Die Stimme im Kopf
Kalle Wallner über das Video, das Furtner und das Künstlerleben in Corona-Zeiten

Zu „Voices“ gibt es ja sogar ein Video. War das sehr aufwändig? Was musste dafür alles gemanagt werden?
Bereits seit vielen Jahren sind Videos für die Promotion eines Album ein sehr wichtiges Tool. Auch mit meinem anderen Soloprojekt BLIND EGO hatten wir für das letzte Album zwei tolle Videos gedreht. Und nicht zu vergessen die UFO-Landung in Attaching und viel andere tolle Videos mit RPWL.
Für einen solchen Videodreh ist natürlich das Kamera-Equipment und das Licht sehr wichtig, aber auch ein Drehuch oder wenigstens einen Drehplan, damit man keine Einstellung vergisst und die Geschichte sinnvoll erzählen kann. Dazu kommt die Ausstattung, vom Möbilar bis zu Gardarobe. In unserem Fall auch noch ein alter Röhrenfernseher, usw. Weil in unserer Story impliziert ist, dass der Sänger gar nicht persönlich anwesend ist, sondern nur als „Stimme in meinem Kopf“ existiert, mußten wir das auch noch vorab drehen und schneiden.
Am wichtigsten ist aber ein kreatives Team, in dem Fall Kameramann Sebastian Harnack aus Hamburg und mein RPWL- und Studiokollege Yogi Lang. Dazu kam noch meine Frau Carmen Tannich, die das Shooting fotografisch begleitet hat. Zusammen haben wir die Story entwickelt, uns vorher die Örtlichkeiten angesehen und dann entschieden, wo wir welche Szenen wie drehen werden. Der Dreh selbst dauerte dann knapp zwei Tage.

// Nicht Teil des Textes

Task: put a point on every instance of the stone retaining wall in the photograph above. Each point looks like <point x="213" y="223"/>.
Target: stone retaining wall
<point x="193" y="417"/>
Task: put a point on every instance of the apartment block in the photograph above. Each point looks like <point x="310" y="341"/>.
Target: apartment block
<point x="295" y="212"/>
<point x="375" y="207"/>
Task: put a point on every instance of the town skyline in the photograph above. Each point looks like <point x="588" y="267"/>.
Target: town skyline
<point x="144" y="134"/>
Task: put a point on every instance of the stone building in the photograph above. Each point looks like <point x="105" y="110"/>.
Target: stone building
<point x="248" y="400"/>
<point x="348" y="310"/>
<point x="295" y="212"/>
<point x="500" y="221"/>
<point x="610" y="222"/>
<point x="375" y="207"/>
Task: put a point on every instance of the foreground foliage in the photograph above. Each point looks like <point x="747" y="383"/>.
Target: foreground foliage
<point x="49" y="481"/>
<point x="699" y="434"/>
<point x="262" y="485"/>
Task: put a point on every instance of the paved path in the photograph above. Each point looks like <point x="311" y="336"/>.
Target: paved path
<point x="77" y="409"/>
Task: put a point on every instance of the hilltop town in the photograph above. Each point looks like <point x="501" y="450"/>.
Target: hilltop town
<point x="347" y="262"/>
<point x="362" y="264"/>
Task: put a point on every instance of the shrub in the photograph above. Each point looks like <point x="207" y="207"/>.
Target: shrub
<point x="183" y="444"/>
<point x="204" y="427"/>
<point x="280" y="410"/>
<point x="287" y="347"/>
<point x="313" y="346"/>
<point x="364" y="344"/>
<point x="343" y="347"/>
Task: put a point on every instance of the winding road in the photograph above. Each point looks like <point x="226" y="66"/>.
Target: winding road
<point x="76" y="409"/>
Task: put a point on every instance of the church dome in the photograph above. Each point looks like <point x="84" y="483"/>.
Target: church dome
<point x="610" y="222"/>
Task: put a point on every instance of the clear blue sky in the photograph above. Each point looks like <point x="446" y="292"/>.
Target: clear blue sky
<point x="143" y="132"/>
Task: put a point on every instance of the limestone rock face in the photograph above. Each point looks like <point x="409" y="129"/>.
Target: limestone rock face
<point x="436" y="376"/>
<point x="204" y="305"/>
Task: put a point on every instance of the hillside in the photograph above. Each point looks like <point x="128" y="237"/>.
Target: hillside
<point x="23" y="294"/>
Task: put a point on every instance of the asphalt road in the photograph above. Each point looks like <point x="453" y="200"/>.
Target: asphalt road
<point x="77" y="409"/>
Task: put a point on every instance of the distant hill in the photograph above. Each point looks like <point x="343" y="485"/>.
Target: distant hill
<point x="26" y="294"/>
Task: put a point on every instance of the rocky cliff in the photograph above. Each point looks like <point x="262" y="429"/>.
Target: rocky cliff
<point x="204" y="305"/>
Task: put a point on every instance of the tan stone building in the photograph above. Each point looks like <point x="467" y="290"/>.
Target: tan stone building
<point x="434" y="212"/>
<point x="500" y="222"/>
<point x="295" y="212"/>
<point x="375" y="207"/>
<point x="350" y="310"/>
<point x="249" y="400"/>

Wieso gerade das „Furtner“? Was ist an dieser Location so besonders?
Nachdem bei meinem kommenden Album „Voices“ das Thema ist, dass ich im Laufe des Albums immer eine Stimme mehr im Kopf höre und am Schluss wahnsinnig werde, durfte schon eine gruselige Athmosphäre aufkommen. Nachdem der obere Teil vom Furtner leer steht, hatte das genau die Athmospähre, die wir uns vorgestellt haben. Dazu kommt der an sich großartige Bau mit hohen Decken und die vielen grandiosen Details wie alten Treppengeländer oder unten der verlassene Bräukeller. Auch im Gasthof selber haben wir gedreht. All das passte perfekt zu unserer Idee. Dass es im ungenutzten oberen Teil ungeheizt ist und es keinen Strom und Licht gibt, hat diese Stimmung noch verstärkt. Natürliches Licht konnten wir ohnehin nicht brauchen, wir haben hauptsächlich abends und nachts gedreht. Die Wirtshaus-Betreiber Franzi und Zottl als Kulturbegeisterte waren sofort von der Idee sehr angetan und haben uns nach Möglichkeiten unterstützt.

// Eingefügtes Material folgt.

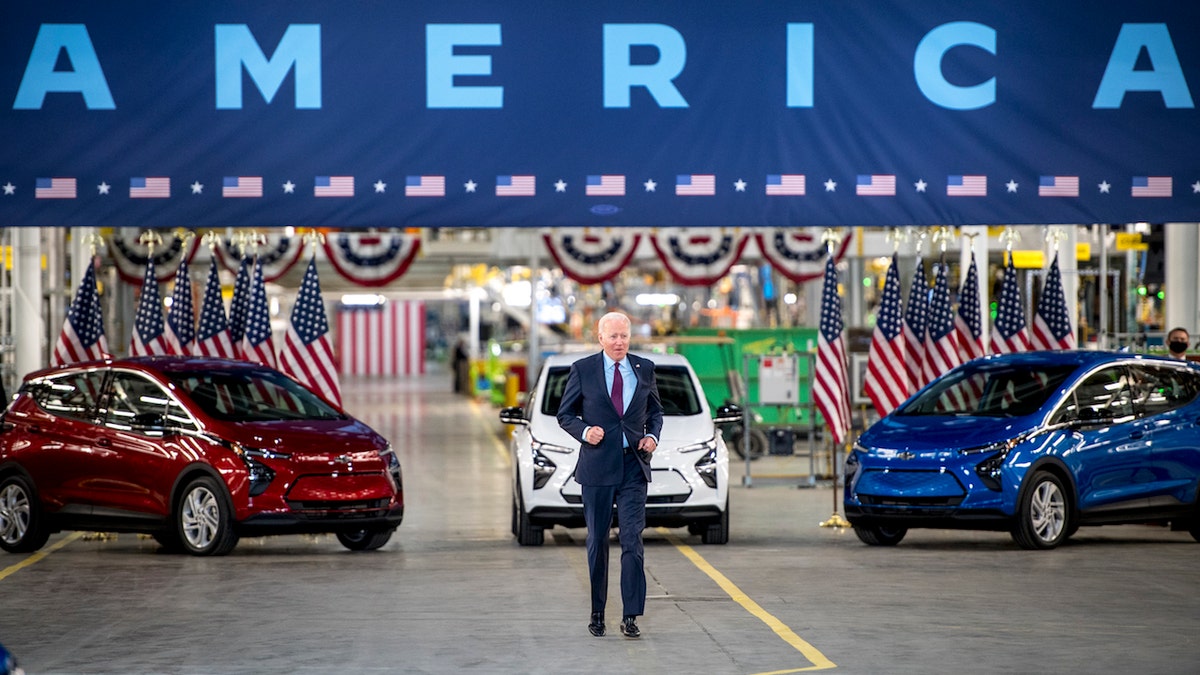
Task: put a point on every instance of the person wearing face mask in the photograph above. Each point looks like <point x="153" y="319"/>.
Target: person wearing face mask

Für Künstler und vor allem Musiker ist es seit zwei Jahren nicht leicht – keine oder kaum Konzerte und Tourneen? Ist das auch eine Chance, sich Projekten zu widmen, für die man sonst vielleicht keine Zeit hätte?
Das stimmt. Vor allem ab dem ersten Lockdown ab März 2020 saß ich monatelang in meiner Wahlheimat Tirol fest und hatte plötzlich so viel Zeit wie lange nicht. Immer wieder waren damals für lange Zeit die Grenzen dicht. Während dieser Zeit habe ich sehr viel neue Musik geschrieben. Irgendwann ist mir dann aufgefallen, dass bei vielen meiner Songs überhaupt kein Platz für Gesang war. Das war quasi die Initialzündung der Idee, ein Instrumentalalbum zu machen – bis auf einen Song.
Ich denke immer optimistisch und weiß, dass jede spezielle Situation neue Chancen bietet. Dazu muss man allerdings flexibel sein. Natürlich haben auch ich bzw. wir viel Geld verloren, aber dafür konnte man auch Projekte angehen bzw. diese mit mehr Zeit und in mehr Ruhe realisieren als das unter den „normalen“ Umständen geschehen wäre.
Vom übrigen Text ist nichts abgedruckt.